Camera view planning based on generative adversarial imitation learning in indoor active exploration

Abstract

Actively exploring unknown indoor environments using an RGB-D camera is a challenging task, especially when utilizing the feature-based visual simultaneous localization and mapping (vSLAM) methods. The existence of low-texture scenes, such as narrow corridors and white walls, may lead to frequent tracking failure of indoor features. To avoid tracking failure, while simultaneously ensuring adequate exploration, a novel active vSLAM framework with camera view planning based on generative adversarial imitation learning (GAIL) is proposed to actively adjust the orientation of the camera during robot motion. First, the Oriented FAST and Rotated BRIEF-SLAM2 (ORB-SLAM2) method is modified to reconstruct a three-channel navigation map that contains information about obstacles and explored areas.

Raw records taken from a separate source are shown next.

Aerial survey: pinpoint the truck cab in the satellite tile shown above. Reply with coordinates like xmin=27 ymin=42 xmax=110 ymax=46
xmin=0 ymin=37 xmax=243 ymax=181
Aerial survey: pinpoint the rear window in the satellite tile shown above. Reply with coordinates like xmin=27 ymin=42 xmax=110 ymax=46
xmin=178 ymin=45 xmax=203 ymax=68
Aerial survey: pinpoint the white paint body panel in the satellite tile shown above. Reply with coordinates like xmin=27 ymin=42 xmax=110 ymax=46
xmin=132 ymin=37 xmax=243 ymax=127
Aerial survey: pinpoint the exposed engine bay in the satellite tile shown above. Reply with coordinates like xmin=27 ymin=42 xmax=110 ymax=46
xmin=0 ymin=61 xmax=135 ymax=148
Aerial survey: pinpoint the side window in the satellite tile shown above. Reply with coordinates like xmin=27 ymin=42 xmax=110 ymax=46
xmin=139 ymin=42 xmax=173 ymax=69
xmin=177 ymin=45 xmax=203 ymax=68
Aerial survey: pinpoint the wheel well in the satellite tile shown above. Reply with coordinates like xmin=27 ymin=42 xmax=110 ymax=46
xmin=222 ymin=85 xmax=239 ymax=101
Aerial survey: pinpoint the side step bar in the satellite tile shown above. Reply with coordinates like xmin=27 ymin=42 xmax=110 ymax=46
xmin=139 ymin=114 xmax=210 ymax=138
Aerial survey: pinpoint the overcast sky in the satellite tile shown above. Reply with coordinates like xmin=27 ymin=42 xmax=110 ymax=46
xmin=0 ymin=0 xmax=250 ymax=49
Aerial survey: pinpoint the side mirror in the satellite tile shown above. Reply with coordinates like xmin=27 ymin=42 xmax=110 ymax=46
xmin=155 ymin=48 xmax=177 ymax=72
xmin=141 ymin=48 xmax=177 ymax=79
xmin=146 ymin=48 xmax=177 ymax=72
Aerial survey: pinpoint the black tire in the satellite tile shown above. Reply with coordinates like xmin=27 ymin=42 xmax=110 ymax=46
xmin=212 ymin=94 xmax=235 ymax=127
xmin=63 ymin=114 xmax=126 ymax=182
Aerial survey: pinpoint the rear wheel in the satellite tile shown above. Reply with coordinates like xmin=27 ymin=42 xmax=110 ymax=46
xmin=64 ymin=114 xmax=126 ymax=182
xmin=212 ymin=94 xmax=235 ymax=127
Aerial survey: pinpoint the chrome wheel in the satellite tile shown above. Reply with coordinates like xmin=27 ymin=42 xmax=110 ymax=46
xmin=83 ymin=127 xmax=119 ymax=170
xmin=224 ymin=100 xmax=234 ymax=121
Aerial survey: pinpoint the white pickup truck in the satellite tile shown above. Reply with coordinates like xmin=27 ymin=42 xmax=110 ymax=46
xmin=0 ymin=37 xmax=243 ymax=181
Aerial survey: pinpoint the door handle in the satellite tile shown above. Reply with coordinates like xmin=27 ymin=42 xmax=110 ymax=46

Second, a large number of view planning behaviors of human beings are collected in different indoor environments as the expert demonstration. Last, to make the robot imitate the human searching behaviors, the structures of the actor, critic, and discriminator networks are designed, and the GAIL method is used to train the camera view planning policy. Simulation results on a public dataset of indoor environments show that the proposed GAIL-SLAM framework improves the exploration coverage ratio of unknown environments by an average of 53.08% (34.21% for traditional vs. 87.29% for our proposed). Meanwhile, the number of effective exploration steps before the occurrence of tracking failure increases by 405% (73 for traditional vs. 369 for our proposed) on average, indicating that the rate of tracking failure is effectively reduced.